Thoughts after Twelve Years in One Place
Devotional Thoughts for this Day
My friends, even though we have a lot of trouble and suffering, your faith makes us feel better about you. 8 Your strong faith in the Lord is like a breath of new life. 9 How can we possibly thank God enough for all the happiness you have brought us? 1 Thes. 3:7-9 CEV
Like homing pigeons flying home, like iron filings drawn irresistably to a magnet, like solar flares falling back to their parent sun from which they had sprung, lovers of God become one with the fire of their Beloved. The twentieth-century British poet Stephen Spender wrote their epitaph: “Born of the sun, they travelled a brief while toward the sun and left the vivid air singed with their honor.”
That is what a Christian is. Not to be one is life’s only real tragedy.
Twelve years ago today, two friends, I knelt down and my District President installed me as the pastor of Concordia Lutheran Church in Cerritos.

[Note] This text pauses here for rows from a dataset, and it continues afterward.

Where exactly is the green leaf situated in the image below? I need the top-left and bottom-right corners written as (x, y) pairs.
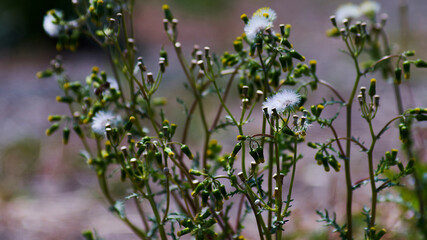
top-left (110, 200), bottom-right (126, 219)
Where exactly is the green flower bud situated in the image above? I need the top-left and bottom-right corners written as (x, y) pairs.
top-left (391, 149), bottom-right (398, 160)
top-left (181, 145), bottom-right (194, 160)
top-left (45, 123), bottom-right (60, 136)
top-left (376, 228), bottom-right (386, 239)
top-left (284, 24), bottom-right (291, 38)
top-left (201, 190), bottom-right (209, 206)
top-left (256, 146), bottom-right (265, 163)
top-left (414, 59), bottom-right (427, 68)
top-left (249, 148), bottom-right (259, 163)
top-left (164, 147), bottom-right (175, 158)
top-left (198, 209), bottom-right (212, 220)
top-left (231, 142), bottom-right (242, 157)
top-left (328, 155), bottom-right (341, 172)
top-left (385, 151), bottom-right (392, 161)
top-left (233, 40), bottom-right (243, 52)
top-left (203, 218), bottom-right (217, 228)
top-left (281, 38), bottom-right (292, 49)
top-left (162, 4), bottom-right (173, 22)
top-left (394, 67), bottom-right (402, 84)
top-left (136, 145), bottom-right (145, 158)
top-left (124, 116), bottom-right (135, 131)
top-left (191, 182), bottom-right (205, 197)
top-left (219, 184), bottom-right (229, 200)
top-left (397, 162), bottom-right (405, 172)
top-left (189, 169), bottom-right (202, 176)
top-left (368, 78), bottom-right (376, 97)
top-left (240, 14), bottom-right (249, 24)
top-left (282, 127), bottom-right (296, 136)
top-left (181, 219), bottom-right (194, 228)
top-left (403, 50), bottom-right (415, 57)
top-left (289, 49), bottom-right (305, 61)
top-left (236, 135), bottom-right (246, 141)
top-left (62, 127), bottom-right (70, 144)
top-left (307, 142), bottom-right (317, 149)
top-left (315, 104), bottom-right (324, 117)
top-left (177, 228), bottom-right (191, 237)
top-left (36, 70), bottom-right (53, 78)
top-left (403, 61), bottom-right (411, 79)
top-left (212, 189), bottom-right (223, 201)
top-left (160, 48), bottom-right (168, 66)
top-left (56, 96), bottom-right (73, 103)
top-left (310, 105), bottom-right (317, 116)
top-left (155, 152), bottom-right (162, 165)
top-left (48, 115), bottom-right (62, 122)
top-left (399, 123), bottom-right (409, 143)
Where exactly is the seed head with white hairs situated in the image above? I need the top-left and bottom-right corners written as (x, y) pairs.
top-left (262, 90), bottom-right (301, 116)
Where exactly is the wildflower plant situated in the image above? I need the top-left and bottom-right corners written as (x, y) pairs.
top-left (38, 1), bottom-right (427, 239)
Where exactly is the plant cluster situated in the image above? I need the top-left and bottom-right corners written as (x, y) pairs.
top-left (38, 0), bottom-right (427, 239)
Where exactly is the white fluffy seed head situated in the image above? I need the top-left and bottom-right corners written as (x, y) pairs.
top-left (91, 111), bottom-right (121, 135)
top-left (244, 15), bottom-right (273, 42)
top-left (262, 90), bottom-right (300, 116)
top-left (253, 7), bottom-right (277, 22)
top-left (335, 4), bottom-right (361, 23)
top-left (43, 10), bottom-right (63, 37)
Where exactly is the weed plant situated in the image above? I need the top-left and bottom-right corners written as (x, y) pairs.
top-left (38, 1), bottom-right (427, 239)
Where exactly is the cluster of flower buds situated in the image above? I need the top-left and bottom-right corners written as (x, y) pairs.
top-left (358, 79), bottom-right (380, 120)
top-left (393, 50), bottom-right (427, 84)
top-left (367, 227), bottom-right (387, 240)
top-left (308, 142), bottom-right (341, 172)
top-left (162, 5), bottom-right (179, 42)
top-left (190, 177), bottom-right (228, 211)
top-left (87, 0), bottom-right (116, 26)
top-left (177, 208), bottom-right (218, 239)
top-left (315, 150), bottom-right (341, 172)
top-left (206, 139), bottom-right (222, 163)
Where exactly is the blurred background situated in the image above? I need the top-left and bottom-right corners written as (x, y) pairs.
top-left (0, 0), bottom-right (426, 239)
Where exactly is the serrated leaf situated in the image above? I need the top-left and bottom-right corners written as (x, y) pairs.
top-left (110, 200), bottom-right (126, 219)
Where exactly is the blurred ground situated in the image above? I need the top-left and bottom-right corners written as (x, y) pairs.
top-left (0, 0), bottom-right (427, 239)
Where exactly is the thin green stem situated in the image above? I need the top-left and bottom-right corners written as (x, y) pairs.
top-left (275, 131), bottom-right (283, 240)
top-left (145, 180), bottom-right (167, 240)
top-left (282, 138), bottom-right (298, 217)
top-left (367, 119), bottom-right (377, 228)
top-left (344, 37), bottom-right (363, 240)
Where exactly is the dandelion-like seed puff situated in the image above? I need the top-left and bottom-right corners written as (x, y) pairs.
top-left (91, 111), bottom-right (121, 136)
top-left (244, 7), bottom-right (276, 42)
top-left (253, 7), bottom-right (277, 22)
top-left (43, 10), bottom-right (63, 37)
top-left (335, 4), bottom-right (361, 23)
top-left (262, 90), bottom-right (301, 116)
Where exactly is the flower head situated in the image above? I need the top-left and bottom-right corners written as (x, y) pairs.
top-left (253, 7), bottom-right (277, 22)
top-left (360, 1), bottom-right (380, 18)
top-left (91, 111), bottom-right (121, 135)
top-left (43, 10), bottom-right (63, 37)
top-left (244, 15), bottom-right (273, 42)
top-left (244, 7), bottom-right (276, 42)
top-left (262, 90), bottom-right (300, 116)
top-left (335, 4), bottom-right (361, 23)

A few weeks before that, the church had laid to rest a beloved retired pastor and his wife. Within three months, I would bless the graves of another couple. And over the years, there have been a lot of deaths, people that had become not only parishioners, but good friends. There has also been trauma that scars one deep, and ministering to those broken by such, has been commonplace. Enough so that prayers start ascending every time the phone rings, or a text message beeps.
It would be lying to saying this has been an easy time. It would also be lying to say this time has not been a huge blessing. My devotional reading this morning explains why:
It is all about the faith of the people I see, a faith that is lived out in the midst of trauma, in the midst of sacrifice. A faith that keeps coming back to God, must as Kreeft’s pigeons and iron filings being attracted to their “home.” There is a joy in this, even amidst the shared tears. There is a confidence, born out of the Body and Blood of Jesus in which we share, that even the tears are somehow beneficial.
The ability of people to depend on God in this time is what lifts me up. Just as it did Paul, to see people being sustained by God, to the point where they are ministering to others during their own trauma, is the best feeling a pastor can observe. It is what sustains us, as we see the effect of them being drawn back to God.
This is how, after 12 years, I can look to the future.
Knowing the response of those to whom I remind, “the Lord is with you!”
And knowing they are right when they answer back, trusting in God, “and also with you!”
Lord, as we go through these days, help us to continue to help each other, trusting You to show us their needs, and empowering us to meet them. Help us set our own brokenness aside, help us to leace it there… knowing You are healing us in this time. We pray this, in the Name of the Father, and the Son and the Holy Spirit! Amen!
Peter Kreeft, The God Who Loves You (San Francisco: Ignatius Press, 2004), 93.